Las arañas son animales controladores, cerrados en su propio territorio, insociables, a pesar de las apariencias. El observador que decida estudiarlas atentamente podrá ver que tejen una red para unir todo, como activistas de corpúsculos marxistas. Es inútil ensayar con ellas el tierno mensaje de la democracia. Por mucho que procuren presentarnos como seres repugnantes, como animales sanguinarios que devoran moscas, somos hermosas. Construimos obras de arte efímeras, las telarañas, transparentes y delicadas. Somos artistas de la transparencia y de la disciplina. No va con nosotras el discurso de la horizontalidad tan de moda: las arañas no acudimos a asambleas. No creemos en el ruido. Sabemos que ser araña es un destino, un fado, que nos convierte en depredadoras o depredadas. Por eso nunca se han visto tres o cuatro arañas compartiendo un espacio; ni sabríamos cómo actuar en un triángulo. Cada una tiene su propia misión: la revolución depende de que cada araña en su rincón haga una red perfecta. No nos permitimos fallos. De pura perfección, cuando amamos, nos entregamos al orgasmo múltiple, tan intensas y exageradas.

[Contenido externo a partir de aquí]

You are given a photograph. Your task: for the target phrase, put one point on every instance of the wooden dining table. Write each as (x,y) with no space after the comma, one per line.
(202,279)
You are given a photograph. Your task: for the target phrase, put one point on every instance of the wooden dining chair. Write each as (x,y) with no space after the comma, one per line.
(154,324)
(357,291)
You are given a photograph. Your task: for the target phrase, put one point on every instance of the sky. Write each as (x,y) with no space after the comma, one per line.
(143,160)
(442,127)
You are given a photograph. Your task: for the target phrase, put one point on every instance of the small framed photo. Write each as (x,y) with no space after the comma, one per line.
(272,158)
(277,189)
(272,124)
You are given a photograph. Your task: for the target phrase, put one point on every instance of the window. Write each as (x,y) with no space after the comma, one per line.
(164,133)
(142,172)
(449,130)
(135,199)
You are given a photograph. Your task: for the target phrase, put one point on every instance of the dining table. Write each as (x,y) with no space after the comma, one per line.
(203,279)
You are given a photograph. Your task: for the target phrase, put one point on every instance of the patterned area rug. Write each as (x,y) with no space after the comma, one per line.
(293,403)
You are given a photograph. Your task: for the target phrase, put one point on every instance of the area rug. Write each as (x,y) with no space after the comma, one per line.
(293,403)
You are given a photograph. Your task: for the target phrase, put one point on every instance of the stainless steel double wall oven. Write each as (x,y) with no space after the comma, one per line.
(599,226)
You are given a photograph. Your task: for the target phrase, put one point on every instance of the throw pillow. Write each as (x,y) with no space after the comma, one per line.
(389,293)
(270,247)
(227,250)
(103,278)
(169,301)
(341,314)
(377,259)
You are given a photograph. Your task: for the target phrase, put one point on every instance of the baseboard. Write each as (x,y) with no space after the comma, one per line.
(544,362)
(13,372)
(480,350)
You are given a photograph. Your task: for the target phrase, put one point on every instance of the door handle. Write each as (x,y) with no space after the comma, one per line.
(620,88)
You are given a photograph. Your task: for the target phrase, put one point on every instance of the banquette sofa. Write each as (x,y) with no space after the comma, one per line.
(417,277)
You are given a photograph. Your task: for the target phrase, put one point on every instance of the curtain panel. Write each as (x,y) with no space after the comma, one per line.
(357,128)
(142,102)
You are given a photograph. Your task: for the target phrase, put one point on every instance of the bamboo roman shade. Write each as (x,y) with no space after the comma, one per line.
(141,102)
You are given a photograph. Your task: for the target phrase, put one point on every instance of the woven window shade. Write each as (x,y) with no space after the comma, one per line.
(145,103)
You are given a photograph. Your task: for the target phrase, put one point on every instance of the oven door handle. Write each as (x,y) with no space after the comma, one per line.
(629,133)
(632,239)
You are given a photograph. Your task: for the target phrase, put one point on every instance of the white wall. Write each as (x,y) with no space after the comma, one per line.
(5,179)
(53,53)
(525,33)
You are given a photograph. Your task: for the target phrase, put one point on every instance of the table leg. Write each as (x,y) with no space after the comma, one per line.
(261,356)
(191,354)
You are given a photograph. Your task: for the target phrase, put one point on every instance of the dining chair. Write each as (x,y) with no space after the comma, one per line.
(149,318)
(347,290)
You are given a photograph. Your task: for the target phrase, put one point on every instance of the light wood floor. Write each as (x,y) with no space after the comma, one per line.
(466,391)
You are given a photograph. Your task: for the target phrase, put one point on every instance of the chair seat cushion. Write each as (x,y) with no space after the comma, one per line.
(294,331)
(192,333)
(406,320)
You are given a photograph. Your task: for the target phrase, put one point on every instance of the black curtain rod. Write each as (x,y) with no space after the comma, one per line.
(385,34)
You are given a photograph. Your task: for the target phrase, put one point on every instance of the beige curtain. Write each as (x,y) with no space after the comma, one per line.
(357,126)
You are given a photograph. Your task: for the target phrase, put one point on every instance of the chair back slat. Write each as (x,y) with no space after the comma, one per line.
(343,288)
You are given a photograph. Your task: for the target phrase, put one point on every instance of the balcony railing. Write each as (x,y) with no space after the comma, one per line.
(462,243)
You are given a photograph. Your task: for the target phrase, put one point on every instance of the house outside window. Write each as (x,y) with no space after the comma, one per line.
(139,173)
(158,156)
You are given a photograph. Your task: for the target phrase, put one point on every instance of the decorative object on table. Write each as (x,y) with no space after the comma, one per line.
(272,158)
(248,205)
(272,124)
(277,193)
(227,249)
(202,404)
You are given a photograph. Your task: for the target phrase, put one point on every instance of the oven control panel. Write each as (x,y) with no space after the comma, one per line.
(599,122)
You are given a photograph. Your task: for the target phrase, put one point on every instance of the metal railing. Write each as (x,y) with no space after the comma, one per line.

Como todas las revolucionarias, las arañas no tenemos buena fama. Insisten en decir de nosotras que somos cazadoras solitarias, condenadas a devorar lo que llegue a la tela, con excepción −tal vez− de las propias crías. Repiten que la biología nos ha programado para trazar células de acción autónoma y convocar a otras criaturas que se quedan presas, con las patitas tiesas en la pegajosa trama. Observadores rigurosos testimonian sin pruebas que, en el apareamiento, la araña se ve en la obligación de zamparse lo que llegó a la tela, para limpiarla, como parte del destino genético, sin sentimentalismos. Nada de eso es cierto. A pesar de nuestra obstinación militante, no escogemos. Somos escogidas por algún animalucho, que se atreve a adentrarse en nuestro territorio, previamente marcado: lo habíamos tejido nosotras mismas, inconscientemente, segregando con paciencia los hilos. Amamos con profundidad a ese que nos escogió. Abrazamos, besamos, nos entregamos. El problema es que esta araña no contaba con que también pudiese acostarse con ella un científico social, con el único objetivo de aumentar su ego. Los científicos hacen todas las actividades de manera fría, rigurosa y sistemática. No es extraño que ahora el mío observe y anote en su libretita cuánto puede gozar una araña −dará un cálculo exacto si no hago antes reventar sus aparatos de medida− ni que se levante y cierre cuidadosamente la puerta de la terraza: estará comprobando si el cambio de temperatura puede afectar mi comportamiento.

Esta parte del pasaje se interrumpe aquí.